LawLLM: Law Large Language Model for the US Legal System

Dong Shu,Haoran Zhao,Xukun Liu,David Demeter,Mengnan Du,Yongfeng Zhang
DOI: https://doi.org/10.1145/3627673.3680020
2024-07-28
Abstract:In the rapidly evolving field of legal analytics, finding relevant cases and accurately predicting judicial outcomes are challenging because of the complexity of legal language, which often includes specialized terminology, complex syntax, and historical context. Moreover, the subtle distinctions between similar and precedent cases require a deep understanding of legal knowledge. Researchers often conflate these concepts, making it difficult to develop specialized techniques to effectively address these nuanced tasks. In this paper, we introduce the Law Large Language Model (LawLLM), a multi-task model specifically designed for the US legal domain to address these challenges. LawLLM excels at Similar Case Retrieval (SCR), Precedent Case Recommendation (PCR), and Legal Judgment Prediction (LJP). By clearly distinguishing between precedent and similar cases, we provide essential clarity, guiding future research in developing specialized strategies for these tasks.
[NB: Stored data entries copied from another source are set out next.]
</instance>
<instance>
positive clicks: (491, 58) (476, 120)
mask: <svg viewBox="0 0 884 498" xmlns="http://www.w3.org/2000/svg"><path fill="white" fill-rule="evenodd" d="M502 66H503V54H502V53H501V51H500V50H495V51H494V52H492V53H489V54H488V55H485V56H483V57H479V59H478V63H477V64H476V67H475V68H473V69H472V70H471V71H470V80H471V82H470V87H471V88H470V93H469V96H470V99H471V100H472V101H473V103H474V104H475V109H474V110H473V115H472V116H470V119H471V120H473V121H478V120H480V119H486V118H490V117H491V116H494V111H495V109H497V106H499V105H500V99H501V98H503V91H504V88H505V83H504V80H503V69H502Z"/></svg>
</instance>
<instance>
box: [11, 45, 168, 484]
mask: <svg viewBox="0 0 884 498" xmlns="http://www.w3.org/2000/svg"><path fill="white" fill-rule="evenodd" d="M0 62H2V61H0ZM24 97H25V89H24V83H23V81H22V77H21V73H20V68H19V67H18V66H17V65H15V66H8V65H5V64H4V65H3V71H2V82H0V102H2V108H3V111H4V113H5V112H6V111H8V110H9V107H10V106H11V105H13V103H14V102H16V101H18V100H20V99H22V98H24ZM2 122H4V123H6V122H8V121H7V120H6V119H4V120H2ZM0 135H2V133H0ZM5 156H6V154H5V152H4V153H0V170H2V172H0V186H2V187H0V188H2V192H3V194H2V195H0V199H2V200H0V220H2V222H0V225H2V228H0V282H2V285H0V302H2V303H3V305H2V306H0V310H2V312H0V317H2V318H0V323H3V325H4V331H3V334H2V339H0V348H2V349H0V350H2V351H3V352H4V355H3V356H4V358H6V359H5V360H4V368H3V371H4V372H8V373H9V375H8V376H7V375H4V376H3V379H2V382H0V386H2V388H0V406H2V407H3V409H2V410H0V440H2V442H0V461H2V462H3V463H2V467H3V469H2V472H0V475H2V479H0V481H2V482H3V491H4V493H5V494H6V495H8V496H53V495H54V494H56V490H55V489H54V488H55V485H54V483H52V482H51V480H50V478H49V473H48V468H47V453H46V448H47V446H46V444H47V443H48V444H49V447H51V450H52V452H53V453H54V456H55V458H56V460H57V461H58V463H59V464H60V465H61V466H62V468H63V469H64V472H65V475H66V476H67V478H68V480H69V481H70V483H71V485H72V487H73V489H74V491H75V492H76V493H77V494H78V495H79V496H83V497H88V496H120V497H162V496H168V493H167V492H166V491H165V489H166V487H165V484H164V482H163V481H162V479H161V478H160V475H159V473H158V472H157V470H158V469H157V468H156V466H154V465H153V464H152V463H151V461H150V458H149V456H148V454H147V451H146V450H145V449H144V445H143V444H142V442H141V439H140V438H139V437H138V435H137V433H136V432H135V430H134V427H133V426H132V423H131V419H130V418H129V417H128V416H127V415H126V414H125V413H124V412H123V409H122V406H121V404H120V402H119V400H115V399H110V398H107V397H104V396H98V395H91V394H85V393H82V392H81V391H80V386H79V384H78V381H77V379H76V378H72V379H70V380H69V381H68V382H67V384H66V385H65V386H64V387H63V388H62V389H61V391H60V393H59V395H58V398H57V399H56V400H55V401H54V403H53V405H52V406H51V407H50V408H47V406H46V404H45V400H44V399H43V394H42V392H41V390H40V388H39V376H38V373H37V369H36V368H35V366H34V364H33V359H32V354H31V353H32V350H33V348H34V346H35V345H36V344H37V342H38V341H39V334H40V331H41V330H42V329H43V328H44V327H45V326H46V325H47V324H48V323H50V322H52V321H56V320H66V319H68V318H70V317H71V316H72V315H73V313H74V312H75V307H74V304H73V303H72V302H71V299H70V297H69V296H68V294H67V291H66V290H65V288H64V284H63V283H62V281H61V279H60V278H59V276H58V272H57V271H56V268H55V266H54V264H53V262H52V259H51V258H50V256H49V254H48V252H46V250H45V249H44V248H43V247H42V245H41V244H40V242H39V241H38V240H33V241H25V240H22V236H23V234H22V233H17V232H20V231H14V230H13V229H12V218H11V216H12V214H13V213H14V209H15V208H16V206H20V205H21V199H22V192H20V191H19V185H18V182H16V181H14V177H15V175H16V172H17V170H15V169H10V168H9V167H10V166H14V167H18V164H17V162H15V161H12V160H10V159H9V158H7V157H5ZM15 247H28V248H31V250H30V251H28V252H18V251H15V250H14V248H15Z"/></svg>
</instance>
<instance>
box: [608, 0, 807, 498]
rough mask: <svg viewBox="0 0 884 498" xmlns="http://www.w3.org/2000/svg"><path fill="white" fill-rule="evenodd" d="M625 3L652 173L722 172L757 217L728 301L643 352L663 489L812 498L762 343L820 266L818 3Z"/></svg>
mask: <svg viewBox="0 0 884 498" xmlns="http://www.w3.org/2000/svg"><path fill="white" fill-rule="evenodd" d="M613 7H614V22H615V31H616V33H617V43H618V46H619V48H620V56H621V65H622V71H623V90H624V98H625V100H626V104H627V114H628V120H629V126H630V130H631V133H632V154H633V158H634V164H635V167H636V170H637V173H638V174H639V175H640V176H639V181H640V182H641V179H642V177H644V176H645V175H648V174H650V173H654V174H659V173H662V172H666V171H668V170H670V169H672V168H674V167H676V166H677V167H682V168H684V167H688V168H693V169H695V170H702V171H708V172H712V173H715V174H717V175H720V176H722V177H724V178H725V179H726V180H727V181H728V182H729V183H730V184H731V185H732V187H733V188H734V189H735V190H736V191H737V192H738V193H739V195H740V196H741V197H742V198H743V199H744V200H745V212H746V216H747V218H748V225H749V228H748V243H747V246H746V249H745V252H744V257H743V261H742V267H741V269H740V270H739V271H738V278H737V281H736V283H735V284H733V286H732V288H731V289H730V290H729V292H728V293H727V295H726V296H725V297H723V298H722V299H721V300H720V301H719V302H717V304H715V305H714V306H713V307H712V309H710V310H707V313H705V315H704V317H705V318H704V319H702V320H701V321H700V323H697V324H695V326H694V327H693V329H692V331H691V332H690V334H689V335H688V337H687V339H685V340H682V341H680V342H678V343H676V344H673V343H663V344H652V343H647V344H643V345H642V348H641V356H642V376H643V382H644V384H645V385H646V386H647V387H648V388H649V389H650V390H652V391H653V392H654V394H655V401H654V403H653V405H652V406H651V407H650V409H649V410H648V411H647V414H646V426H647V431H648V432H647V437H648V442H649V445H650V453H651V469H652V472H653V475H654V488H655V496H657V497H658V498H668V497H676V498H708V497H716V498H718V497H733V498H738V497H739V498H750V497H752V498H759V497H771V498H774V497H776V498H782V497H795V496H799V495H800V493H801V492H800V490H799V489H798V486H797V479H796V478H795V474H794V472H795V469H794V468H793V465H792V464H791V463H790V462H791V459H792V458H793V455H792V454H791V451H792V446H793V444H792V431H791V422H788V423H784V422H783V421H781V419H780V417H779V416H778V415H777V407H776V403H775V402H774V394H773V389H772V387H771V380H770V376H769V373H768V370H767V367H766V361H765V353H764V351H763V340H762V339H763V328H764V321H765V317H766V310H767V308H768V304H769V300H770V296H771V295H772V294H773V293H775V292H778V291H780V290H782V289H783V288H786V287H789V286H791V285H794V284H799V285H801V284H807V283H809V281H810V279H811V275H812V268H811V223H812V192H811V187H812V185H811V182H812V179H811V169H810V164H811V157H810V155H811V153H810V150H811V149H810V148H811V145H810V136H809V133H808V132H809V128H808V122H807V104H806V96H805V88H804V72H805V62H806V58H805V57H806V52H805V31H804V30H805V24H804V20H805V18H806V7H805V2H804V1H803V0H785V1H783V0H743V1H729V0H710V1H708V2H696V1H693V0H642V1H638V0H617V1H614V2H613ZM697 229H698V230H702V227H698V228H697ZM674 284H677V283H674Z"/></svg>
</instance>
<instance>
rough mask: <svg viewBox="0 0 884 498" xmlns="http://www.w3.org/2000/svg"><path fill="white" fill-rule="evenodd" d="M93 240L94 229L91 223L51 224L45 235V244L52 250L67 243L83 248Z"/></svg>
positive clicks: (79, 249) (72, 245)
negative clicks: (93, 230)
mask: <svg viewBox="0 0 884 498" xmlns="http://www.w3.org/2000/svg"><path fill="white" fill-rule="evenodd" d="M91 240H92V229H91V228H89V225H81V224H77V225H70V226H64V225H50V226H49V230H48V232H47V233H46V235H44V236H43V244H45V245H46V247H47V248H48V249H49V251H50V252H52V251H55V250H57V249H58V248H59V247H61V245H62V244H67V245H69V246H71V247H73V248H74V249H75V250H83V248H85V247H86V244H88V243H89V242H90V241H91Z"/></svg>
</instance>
We propose customized data preprocessing techniques for each task that transform raw legal data into a trainable format. Furthermore, we also use techniques such as in-context learning (ICL) and advanced information retrieval methods in LawLLM. The evaluation results demonstrate that LawLLM consistently outperforms existing baselines in both zero-shot and few-shot scenarios, offering unparalleled multi-task capabilities and filling critical gaps in the legal domain.
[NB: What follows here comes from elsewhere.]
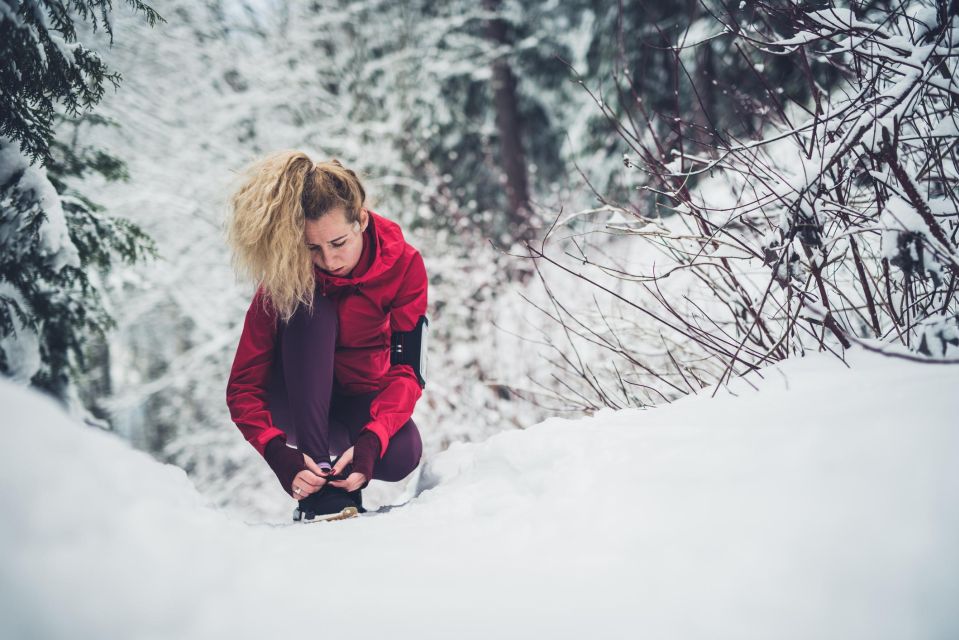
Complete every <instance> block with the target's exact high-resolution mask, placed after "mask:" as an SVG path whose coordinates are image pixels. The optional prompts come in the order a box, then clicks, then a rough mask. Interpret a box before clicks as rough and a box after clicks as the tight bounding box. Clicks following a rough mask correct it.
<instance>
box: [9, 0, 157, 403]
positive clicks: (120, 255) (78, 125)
mask: <svg viewBox="0 0 959 640" xmlns="http://www.w3.org/2000/svg"><path fill="white" fill-rule="evenodd" d="M127 4H129V5H130V6H131V7H133V8H134V9H135V10H136V11H140V12H143V14H144V15H145V17H146V19H147V21H148V22H149V23H150V24H151V25H153V24H155V23H156V22H157V21H158V20H161V18H160V16H159V15H158V14H157V13H156V12H155V11H153V9H151V8H150V7H148V6H147V5H145V4H143V3H142V2H139V1H137V0H127ZM110 10H111V3H110V2H109V1H108V0H86V1H79V0H73V1H70V2H62V1H59V0H36V1H30V0H23V1H21V2H8V1H6V0H5V1H4V2H3V3H0V89H2V90H0V372H2V373H4V374H6V375H9V376H11V377H13V378H15V379H17V380H19V381H21V382H23V383H32V384H33V385H35V386H37V387H39V388H42V389H45V390H47V391H49V392H50V393H52V394H54V395H56V396H58V397H60V398H62V399H65V400H71V399H73V398H72V396H73V389H72V386H71V381H72V380H73V379H74V378H75V374H76V372H77V371H78V370H79V369H81V368H82V367H83V366H84V362H85V358H84V356H85V350H86V348H87V345H86V343H85V340H86V339H87V338H89V337H91V336H99V337H101V338H102V337H103V335H104V332H105V331H106V330H107V329H108V328H109V327H110V324H111V319H110V316H109V314H108V312H107V310H106V308H105V305H104V300H103V298H102V295H101V290H100V285H99V280H100V277H101V276H102V274H103V273H106V272H108V271H109V270H110V269H111V268H112V267H113V265H114V264H115V262H116V260H118V259H120V260H124V261H127V262H133V261H136V260H138V259H140V258H142V257H144V256H145V255H147V254H150V253H152V252H153V245H152V243H151V242H150V240H149V239H148V238H147V237H146V236H145V235H144V234H143V232H142V231H140V230H139V228H137V227H136V226H135V225H133V224H131V223H129V222H126V221H124V220H122V219H119V218H115V217H111V216H107V215H105V214H104V212H103V210H102V208H101V207H99V206H98V205H96V204H95V203H94V202H92V201H91V200H90V199H89V198H87V197H85V196H84V195H83V194H82V193H80V192H79V191H77V190H75V189H73V188H71V187H70V186H69V185H70V183H72V182H75V181H78V180H82V179H84V178H85V177H88V176H90V175H93V174H98V175H100V176H102V177H103V178H104V179H106V180H118V179H124V178H125V177H126V176H125V170H124V166H123V163H122V162H120V161H119V160H118V159H117V158H115V157H113V156H111V155H109V154H107V153H104V152H102V151H98V150H96V149H91V148H88V147H77V146H75V145H68V144H64V143H62V142H59V141H58V140H57V138H56V137H55V134H56V125H58V124H59V123H62V122H71V123H73V126H79V125H80V124H81V123H89V124H92V125H103V124H106V123H104V122H103V121H102V120H99V119H97V118H95V117H94V116H92V115H91V114H89V111H90V110H91V109H92V108H93V106H95V105H96V103H97V102H98V101H99V100H100V99H101V97H102V96H103V93H104V90H105V86H106V84H107V83H110V84H113V85H114V86H116V85H117V84H118V83H119V81H120V77H119V75H118V74H116V73H113V72H111V71H110V70H109V69H107V67H106V65H105V64H104V63H103V62H102V60H101V59H100V57H99V56H98V55H97V53H96V52H95V51H92V50H90V49H88V48H86V47H85V46H83V44H81V43H79V42H77V32H76V22H75V20H77V19H79V20H80V21H81V22H86V23H88V24H89V25H90V26H91V27H92V28H93V29H94V30H96V29H103V30H104V31H106V32H107V33H108V34H110V35H111V36H112V26H111V23H110V19H109V13H110ZM58 107H59V109H58ZM64 112H65V113H64ZM71 404H74V403H73V402H71Z"/></svg>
Computation and Language,Information Retrieval,Machine Learning
What problem does this paper attempt to address?
The paper attempts to address the challenge of finding relevant cases and accurately predicting judicial outcomes in the field of legal analysis. Specifically, the paper focuses on the following aspects: 1. **Complexity**: Legal language often contains technical terms, complex grammatical structures, and historical context, making it very difficult to understand and process legal texts. 2. **Nuances**: The subtle differences between similar cases and precedent cases require deep legal knowledge to distinguish, and existing research often confuses these concepts. 3. **Multi-tasking**: Existing models usually can only solve a single task, while legal practice requires handling multiple tasks simultaneously, such as Similar Case Retrieval (SCR), Precedent Case Recommendation (PCR), and Legal Judgment Prediction (LJP). To address these issues, the paper introduces the Law Large Language Model (LawLLM), a multi-task model specifically designed for the U.S. legal domain. LawLLM excels in the following three aspects: 1. **Similar Case Retrieval (SCR)**: Finding the most similar cases to the input case from a large number of cases. 2. **Precedent Case Recommendation (PCR)**: Recommending precedent cases related to the input case. 3. **Legal Judgment Prediction (LJP)**: Predicting the possible judgment outcome of the input case. By clearly distinguishing between similar cases and precedent cases and proposing customized data preprocessing techniques, LawLLM provides important guidance for future research and fills a critical gap in the legal field. Experimental results show that LawLLM significantly outperforms existing baseline models in both zero-shot and few-shot scenarios.